Oh dear... Yeah, that's a terrible distributed system. Interestingly, all the distributed systems I've worked on with Python haven't had Celery as any kind of core component. It's just poorly suited for the job, as it is more of a task queue. A task queue is really not a good spine for a distributed system.

There are a lot of python distributed systems built around in memory stores, like pycos or dask, or built around existing distributed systems like Akka, Casandra, even Redis.

2 comments

> There are a lot of python distributed systems built around in memory stores, like pycos or dask, or built around existing distributed systems like Akka, Casandra, even Redis.

Cassandra and Redis just mean that you have a database-backed application.
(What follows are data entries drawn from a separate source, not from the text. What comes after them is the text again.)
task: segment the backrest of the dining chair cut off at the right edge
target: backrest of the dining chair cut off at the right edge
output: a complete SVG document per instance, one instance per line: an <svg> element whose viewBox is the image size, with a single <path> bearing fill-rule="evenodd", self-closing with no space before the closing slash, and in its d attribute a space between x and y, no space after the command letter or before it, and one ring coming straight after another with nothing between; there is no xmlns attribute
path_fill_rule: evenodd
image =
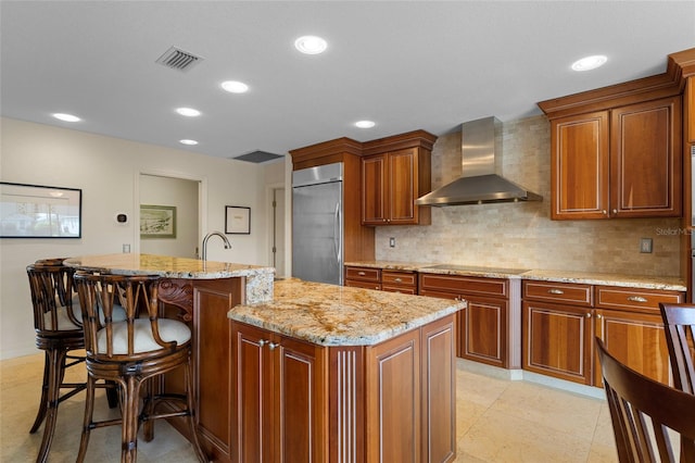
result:
<svg viewBox="0 0 695 463"><path fill-rule="evenodd" d="M673 370L673 385L695 393L695 305L659 303L659 309Z"/></svg>

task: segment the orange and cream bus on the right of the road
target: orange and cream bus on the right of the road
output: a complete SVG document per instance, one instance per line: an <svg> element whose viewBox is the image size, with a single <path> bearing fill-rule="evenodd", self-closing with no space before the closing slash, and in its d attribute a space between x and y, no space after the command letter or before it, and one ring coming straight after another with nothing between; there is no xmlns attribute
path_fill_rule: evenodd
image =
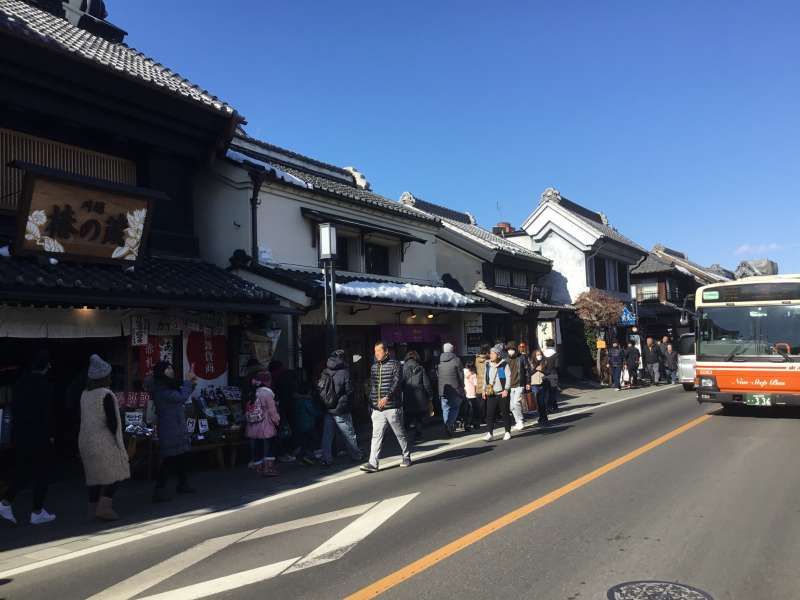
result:
<svg viewBox="0 0 800 600"><path fill-rule="evenodd" d="M707 285L695 308L698 402L800 405L800 275Z"/></svg>

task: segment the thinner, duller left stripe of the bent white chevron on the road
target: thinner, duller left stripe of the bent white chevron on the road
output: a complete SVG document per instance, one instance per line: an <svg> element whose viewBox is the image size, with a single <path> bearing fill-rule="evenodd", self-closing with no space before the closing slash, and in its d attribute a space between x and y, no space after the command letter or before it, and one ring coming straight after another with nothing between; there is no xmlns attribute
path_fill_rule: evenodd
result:
<svg viewBox="0 0 800 600"><path fill-rule="evenodd" d="M321 525L322 523L329 523L331 521L338 521L348 517L357 517L363 515L377 502L370 502L369 504L362 504L361 506L354 506L352 508L345 508L336 510L321 515L314 515L312 517L304 517L302 519L295 519L294 521L287 521L286 523L278 523L277 525L269 525L261 529L250 529L247 531L240 531L230 535L206 540L197 546L189 548L188 550L176 554L165 561L150 567L133 577L117 583L95 594L89 600L129 600L145 590L158 585L162 581L166 581L173 575L177 575L192 565L199 563L202 560L213 556L217 552L221 552L225 548L232 546L238 542L249 542L252 540L262 539L271 535L279 533L286 533L303 527L312 527L314 525Z"/></svg>

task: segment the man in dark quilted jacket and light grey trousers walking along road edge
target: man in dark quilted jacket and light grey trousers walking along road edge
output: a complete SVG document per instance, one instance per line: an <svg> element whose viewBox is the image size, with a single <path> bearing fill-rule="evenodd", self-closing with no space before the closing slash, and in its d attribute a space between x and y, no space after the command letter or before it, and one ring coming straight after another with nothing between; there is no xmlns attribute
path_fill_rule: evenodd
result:
<svg viewBox="0 0 800 600"><path fill-rule="evenodd" d="M378 471L378 459L383 446L383 435L391 427L403 454L401 467L411 466L411 450L408 446L405 425L403 424L403 398L400 385L403 368L390 358L386 344L375 344L375 362L370 370L369 401L372 406L372 446L369 462L361 470L367 473Z"/></svg>

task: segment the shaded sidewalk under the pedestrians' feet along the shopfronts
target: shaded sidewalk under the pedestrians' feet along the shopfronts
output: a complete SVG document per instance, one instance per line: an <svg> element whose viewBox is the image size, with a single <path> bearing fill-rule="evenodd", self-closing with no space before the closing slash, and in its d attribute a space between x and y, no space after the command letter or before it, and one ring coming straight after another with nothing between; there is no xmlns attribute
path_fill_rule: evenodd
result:
<svg viewBox="0 0 800 600"><path fill-rule="evenodd" d="M646 390L634 390L633 393ZM562 413L588 410L625 395L613 389L596 385L570 386L562 391ZM528 421L533 423L533 421ZM527 424L526 424L527 426ZM447 451L454 445L478 441L480 433L457 434L451 439L436 439L438 423L426 430L424 442L415 445L414 453L435 455ZM392 436L387 437L382 467L391 466L399 460L399 448ZM362 447L368 439L361 439ZM86 515L86 496L82 482L76 478L50 488L46 506L56 513L58 519L51 524L32 526L27 523L30 510L30 493L20 494L15 503L15 514L19 525L0 522L0 572L53 559L72 552L112 543L131 536L143 537L164 528L179 527L182 522L197 518L213 518L220 512L236 510L252 504L263 504L293 493L302 493L309 487L326 485L333 481L359 476L358 465L347 457L337 459L333 467L305 466L299 463L282 464L281 476L264 479L257 477L246 467L227 470L198 472L191 482L197 494L176 495L164 504L151 502L153 484L147 481L125 482L117 492L115 508L122 516L116 523L89 521Z"/></svg>

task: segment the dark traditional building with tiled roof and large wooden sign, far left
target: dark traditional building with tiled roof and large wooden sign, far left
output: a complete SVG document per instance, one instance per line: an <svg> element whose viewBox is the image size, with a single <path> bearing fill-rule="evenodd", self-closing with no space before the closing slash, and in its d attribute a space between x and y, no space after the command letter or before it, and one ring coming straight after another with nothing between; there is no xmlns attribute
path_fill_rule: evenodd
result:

How do you schedule Python jobs? Either you build your own scheduler that pulls things out of the database, or you use an existing scheduler. I once worked on a Python system that scheduled tasks using Celery, used Redis for some synchronization flags, and Cassandra for the shared store (also for the main database). Building a custom scheduler for that system would have been a waste of time.

> Cassandra and Redis just mean that you have a database-backed application.

Oh there's a lot more to it than that. CRDT's... for example.

Well, Celery uses Rabbit-MQ and typically Redis underneath. Rabbit-MQ to pass messages, and Redis to store results.

You can scale up web servers to handle more requests, which then uses Celery to offload jobs to different clusters.

Yeah, but fundamentally Celery is a task queue. You don't build a distributed system around that.